A guerra do PNDH rendeu bons exemplos de muitas mazelas da política brasileira atual.

Teve político ensaboado (Serra dizendo que se posicionaria depois como “cidadão”), mídia golpista (o PIG criticando o que já constava nos Planos anteriores, do governo FHC), oportunismo (Nelson Jobim, o militar sem patente) e, claro, a revelação de como o tema ainda é difícil de encarar.

Aliás, é incrível como a política de indenizações aos perseguidos, muitas delas injustas e excessivas, não despertou nem um décimo da indignação demonstrada com a Comissão da Verdade. No fundo, melhor que o pagamento de pensões é a abertura pura e simples dos arquivos, com responsabilização dos agentes pelos crimes comuns imprescritíveis. Sem revanchismo.

Para refletir sobre o rescaldo da aprovação do PNDH, um artigo do meu amigo Roberto Efrem, professor da UFPB e militante dos DH desde sempre:

Roberto Efrem – Os direitos humanos sob conflito 

PS – os outros artigos da Carta Maior sobre o tema também estão excepcionais.

Direitos humanos, anistia e verdade

No Blog do Nassif, há um link excelente para um programa da Globonews sobre o novo Plano Nacional de Direitos Humanos (PNDH) e a discussão sobre a temida Comissão da Verdade, que prevê abertura de arquivos e tudo o mais. Aliás, não sei porque a Globo não tem vergonha na cara e passa esse tipo de programa na TV aberta, nem que fosse num horário morto.

http://colunistas.ig.com.br/luisnassif/2010/01/10/o-debate-sobre-os-direitos-humanos/

O que assusta é o medo permanente da elite e do PIG com qualquer ameaça à simples revelação de nomes e dados. E a raiva em tentar barganhar sob o argumento de que “terrorismo” também não prescreve, como se os inúmeros presos políticos já não tivessem sido julgados pelas cortes militares e com penas pesadíssimas.
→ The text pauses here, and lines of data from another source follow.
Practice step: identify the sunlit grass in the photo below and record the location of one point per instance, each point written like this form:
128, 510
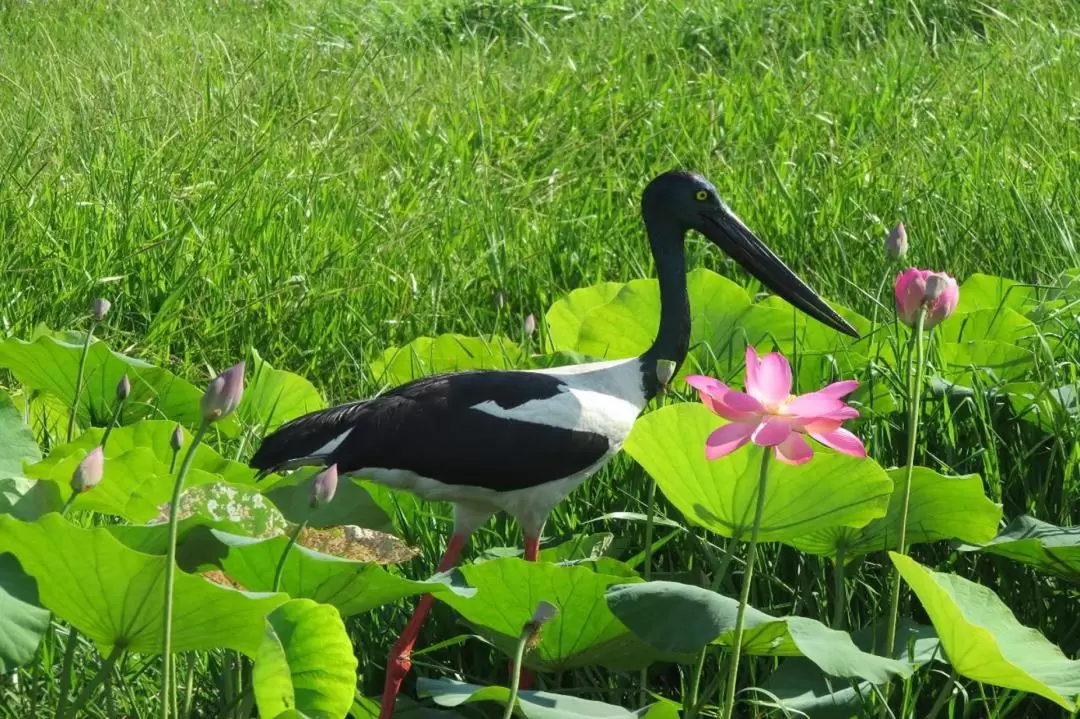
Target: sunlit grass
326, 179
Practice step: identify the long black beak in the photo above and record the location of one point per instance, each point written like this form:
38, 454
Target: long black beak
728, 232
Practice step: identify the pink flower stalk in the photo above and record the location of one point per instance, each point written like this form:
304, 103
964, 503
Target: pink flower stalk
90, 471
224, 394
915, 288
323, 487
770, 416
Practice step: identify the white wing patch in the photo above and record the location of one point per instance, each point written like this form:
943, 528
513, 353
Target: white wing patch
605, 401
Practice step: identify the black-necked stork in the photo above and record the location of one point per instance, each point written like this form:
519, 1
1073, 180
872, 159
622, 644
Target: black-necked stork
521, 441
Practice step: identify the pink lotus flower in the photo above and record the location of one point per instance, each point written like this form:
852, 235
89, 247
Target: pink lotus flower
770, 416
936, 290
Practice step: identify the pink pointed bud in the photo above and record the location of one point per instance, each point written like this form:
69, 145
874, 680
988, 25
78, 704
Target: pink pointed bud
936, 290
176, 442
323, 486
895, 244
123, 388
224, 394
90, 471
665, 370
100, 308
544, 613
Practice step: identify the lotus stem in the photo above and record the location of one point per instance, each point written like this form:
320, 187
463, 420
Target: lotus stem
943, 695
515, 675
189, 689
691, 705
112, 422
78, 379
103, 672
729, 701
281, 563
840, 598
66, 669
913, 431
166, 638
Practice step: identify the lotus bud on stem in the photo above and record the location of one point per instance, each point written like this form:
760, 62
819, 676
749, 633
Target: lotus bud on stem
86, 475
220, 399
527, 640
323, 488
895, 243
123, 390
97, 311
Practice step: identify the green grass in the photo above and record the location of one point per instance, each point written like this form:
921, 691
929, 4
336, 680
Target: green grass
325, 179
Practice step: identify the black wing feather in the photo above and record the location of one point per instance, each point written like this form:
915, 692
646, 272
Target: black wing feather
428, 426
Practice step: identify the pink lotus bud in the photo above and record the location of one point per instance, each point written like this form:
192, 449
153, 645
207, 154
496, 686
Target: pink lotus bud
323, 486
123, 388
224, 394
895, 244
544, 613
90, 471
100, 308
176, 442
935, 290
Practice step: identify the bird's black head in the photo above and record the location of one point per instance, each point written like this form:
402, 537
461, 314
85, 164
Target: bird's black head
680, 201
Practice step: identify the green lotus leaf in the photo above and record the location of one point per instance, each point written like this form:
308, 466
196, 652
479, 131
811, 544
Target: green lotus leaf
305, 664
941, 507
584, 632
350, 586
1051, 548
831, 490
113, 595
151, 435
274, 396
23, 620
984, 641
537, 704
682, 619
51, 363
566, 315
17, 444
800, 688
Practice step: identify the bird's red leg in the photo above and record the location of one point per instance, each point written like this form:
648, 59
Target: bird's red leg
400, 660
531, 552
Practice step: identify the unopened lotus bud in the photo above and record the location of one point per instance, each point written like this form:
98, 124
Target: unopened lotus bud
323, 486
665, 370
935, 285
123, 388
90, 471
895, 244
544, 613
224, 394
100, 308
176, 442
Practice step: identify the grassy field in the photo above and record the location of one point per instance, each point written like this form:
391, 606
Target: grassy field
322, 180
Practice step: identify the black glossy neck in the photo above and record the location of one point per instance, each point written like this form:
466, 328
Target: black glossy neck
673, 338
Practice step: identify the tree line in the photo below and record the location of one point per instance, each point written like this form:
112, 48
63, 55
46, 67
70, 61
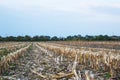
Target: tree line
55, 38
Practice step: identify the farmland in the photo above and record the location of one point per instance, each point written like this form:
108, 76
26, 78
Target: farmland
60, 60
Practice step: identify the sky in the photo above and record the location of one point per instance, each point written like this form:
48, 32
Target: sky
59, 17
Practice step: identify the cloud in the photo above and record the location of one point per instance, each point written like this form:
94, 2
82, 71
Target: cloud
90, 8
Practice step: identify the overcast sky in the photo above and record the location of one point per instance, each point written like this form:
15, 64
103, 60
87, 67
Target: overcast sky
59, 17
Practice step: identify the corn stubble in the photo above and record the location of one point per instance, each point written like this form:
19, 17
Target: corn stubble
15, 51
103, 60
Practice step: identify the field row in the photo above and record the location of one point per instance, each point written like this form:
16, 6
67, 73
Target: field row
105, 60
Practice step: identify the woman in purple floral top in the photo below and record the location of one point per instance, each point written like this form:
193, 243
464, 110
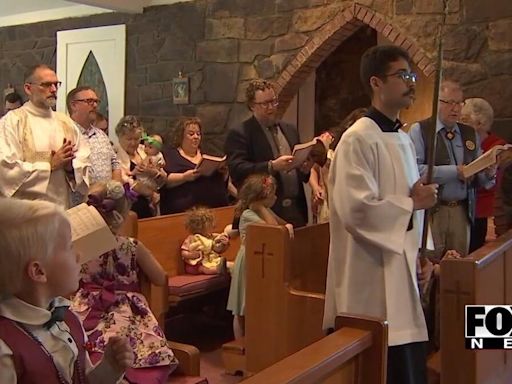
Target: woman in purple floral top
109, 301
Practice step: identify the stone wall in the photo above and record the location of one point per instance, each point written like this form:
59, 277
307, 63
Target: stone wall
338, 90
222, 44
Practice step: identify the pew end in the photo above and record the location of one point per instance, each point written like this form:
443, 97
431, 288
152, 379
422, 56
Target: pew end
285, 291
482, 278
189, 367
164, 235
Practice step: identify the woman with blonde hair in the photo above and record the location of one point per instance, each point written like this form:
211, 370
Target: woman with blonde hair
479, 114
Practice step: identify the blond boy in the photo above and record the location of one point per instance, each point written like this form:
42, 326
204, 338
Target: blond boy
40, 339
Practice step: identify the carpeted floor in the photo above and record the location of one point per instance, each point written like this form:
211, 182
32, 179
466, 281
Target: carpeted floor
207, 332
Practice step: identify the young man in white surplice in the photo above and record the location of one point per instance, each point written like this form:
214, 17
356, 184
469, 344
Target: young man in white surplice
376, 210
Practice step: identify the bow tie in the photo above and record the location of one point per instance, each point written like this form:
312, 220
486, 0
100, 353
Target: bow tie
58, 314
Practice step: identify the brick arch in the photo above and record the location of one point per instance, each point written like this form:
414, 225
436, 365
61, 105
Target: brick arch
330, 36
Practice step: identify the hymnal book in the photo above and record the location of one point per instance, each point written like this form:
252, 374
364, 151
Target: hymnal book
301, 152
209, 164
90, 235
486, 160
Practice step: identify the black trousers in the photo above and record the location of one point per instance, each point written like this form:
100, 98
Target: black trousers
407, 364
478, 234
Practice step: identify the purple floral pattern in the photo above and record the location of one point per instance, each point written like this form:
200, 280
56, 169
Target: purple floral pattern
128, 314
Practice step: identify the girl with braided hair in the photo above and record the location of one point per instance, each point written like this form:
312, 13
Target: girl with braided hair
257, 195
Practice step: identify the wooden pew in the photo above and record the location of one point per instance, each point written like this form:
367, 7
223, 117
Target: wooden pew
355, 353
164, 235
284, 294
485, 277
188, 370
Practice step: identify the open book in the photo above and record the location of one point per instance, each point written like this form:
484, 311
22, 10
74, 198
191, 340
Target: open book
301, 152
209, 164
90, 235
486, 160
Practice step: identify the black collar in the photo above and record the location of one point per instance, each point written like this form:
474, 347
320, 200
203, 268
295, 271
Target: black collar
384, 122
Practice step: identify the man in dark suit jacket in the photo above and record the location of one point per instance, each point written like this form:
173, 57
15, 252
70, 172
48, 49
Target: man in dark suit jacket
262, 144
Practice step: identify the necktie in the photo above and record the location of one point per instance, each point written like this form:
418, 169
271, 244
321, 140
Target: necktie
450, 135
273, 133
58, 314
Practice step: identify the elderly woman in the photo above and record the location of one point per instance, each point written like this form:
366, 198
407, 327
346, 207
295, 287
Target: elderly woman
479, 114
185, 188
131, 155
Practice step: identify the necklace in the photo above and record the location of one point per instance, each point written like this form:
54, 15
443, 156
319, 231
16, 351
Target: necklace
78, 369
191, 158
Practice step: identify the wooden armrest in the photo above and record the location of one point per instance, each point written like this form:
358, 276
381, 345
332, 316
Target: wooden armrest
157, 297
188, 357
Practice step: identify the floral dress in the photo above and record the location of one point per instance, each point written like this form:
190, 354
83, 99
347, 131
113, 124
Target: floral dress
109, 303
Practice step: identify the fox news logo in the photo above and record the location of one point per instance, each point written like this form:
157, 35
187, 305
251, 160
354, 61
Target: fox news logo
488, 327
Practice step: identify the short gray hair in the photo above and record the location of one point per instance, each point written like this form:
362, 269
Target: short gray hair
30, 230
479, 109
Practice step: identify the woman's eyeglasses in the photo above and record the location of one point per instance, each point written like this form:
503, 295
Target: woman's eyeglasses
267, 104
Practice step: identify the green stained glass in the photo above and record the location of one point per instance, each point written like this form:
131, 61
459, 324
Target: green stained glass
91, 77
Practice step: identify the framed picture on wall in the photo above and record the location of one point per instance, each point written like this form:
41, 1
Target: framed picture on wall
180, 90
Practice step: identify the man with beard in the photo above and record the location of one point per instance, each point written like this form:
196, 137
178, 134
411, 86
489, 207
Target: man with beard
82, 103
262, 144
42, 153
376, 210
457, 144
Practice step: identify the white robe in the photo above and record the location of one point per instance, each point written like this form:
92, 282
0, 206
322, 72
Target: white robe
28, 135
372, 257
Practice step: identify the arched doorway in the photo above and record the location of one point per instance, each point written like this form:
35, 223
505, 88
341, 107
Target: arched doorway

Por fim, o medo de revelar que a Corte Interamericana de Direitos Humanos, ao julgar o Caso Barrios Altos do Peru, já decidiu que “leis de impunidade” como a nossa violam a interpretação devida aos direitos humanos.  

O mínimo que os membros do PSDB e PMDB envolvidos com o processo de abertura e redemocratização poderiam fazer é, sem chicanas, apoiar a iniciativa e o Ministro Paulo Vanucchi, pois boa parte deles (Serra, FHC, Jarbas etc.) firmou-se no cenário político a partir dessas bandeiras. Mas pelo visto ninguém vai cutucar a onça, e Nelson Jobim continuará a atrapalhar a construção de um modelo republicano digno.

4ª Mostra de Cinema e Direitos Humanos

 

De hoje (30/10) até quarta (4/11) vai rolar nos cinemas da cidade (Fundação, Parque e Apolo) a 4ª Mostra Cinema e Direitos Humanos na América do Sul. Ver link.

A iniciativa é fantástica e os filmes ajudam a construir para os espectadores o cenário latinoamericano de efetivação e garantia de direitos. Nas últimas edições, gostei muito dos documentários e curtas. Dessa vez, vi que há um filme sobre a crise boliviana de 2007 e um excelente chamado Histórias de direitos humanos, que, pelo visto, já perdi.

Seria ótimo se cada um dos leitores visse algum e comentasse no blog. Fica a sugestão 🙂

 

Lei da Anistia no Uruguai

O noticiário indica que os uruguaios, em eleição realizada hoje, votaram pelo cancelamento da Lei da Anistia aos torturadores e criminosos da ditadura militar dos anos 70 e 80. Ver link.

Independentemente do resultado, eu pergunto:

1 – O Brasil, com sua autoimagem de grande e consolidada democracia, toparia um plebiscito desse tipo?

2 – O que o Ministro Toffoli diria sobre essa questão no STF, já que, enquanto Advogado-Geral da União, deu parecer contrário à rediscussão da nossa lei de anistia, no caso Brilhante Ustra?

3 – Por que um mesmo governo lança uma campanha de resgate da memória dos anos de chumbo, com divulgação em jornais e revistas de fotos de desaparecidos políticos, e rejeita abrir seus próprios arquivos e acolher uma interpretação já pacificada nas cortes internacionais quanto à imprescritibilidade do crime de tortura?